I got into a temple (finally) after finding a particular item on an NPC, only to find that the only tiles that weren’t covered in solid rock were the upslope tiles. I got the bright idea of blowing them up with some C4, so I got some from the back of my car, went down, set it, went up, waited a safe distance away for a while, and went back down, only to meet my immediate demise as the C4 popped back into existence, realized that its two turn timer was up (despite twenty or thirty turns having already passed in the aboveground world), and blew me to tiny bits of ex-survivor. (Fortunately, suspecting that this might happen, I had backed up my save before trying this, so the only harm I got was the trauma of having to immolate my own corpse, which it turns out burned very nicely thanks to the couple of molotovs I had been carrying at the time of my death.)
The same thing happens with fires.

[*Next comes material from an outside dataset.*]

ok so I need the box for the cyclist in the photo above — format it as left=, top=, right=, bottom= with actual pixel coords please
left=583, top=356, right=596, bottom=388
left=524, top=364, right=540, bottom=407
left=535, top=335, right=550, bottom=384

Light a scrap of paper on fire and drive away, spend months in another cell, and come back, and that scrap of paper will be merrily blazing away where you left it.
This also has the side effect of making forest fires actually not dangerous at all: as long as you can move faster than the fire spreads, it’ll never spread from the place you started it to a place you’d rather not see burned to the ground, even if there’s a contiguous forest between point A and point B.
I’m not saying that the game should track the timers and spread-to-adjacent-tile rates of all out-of-bubble elements, which sounds more or less impossible. But as something to consider for future releases, maybe some intermediate solution could be reached?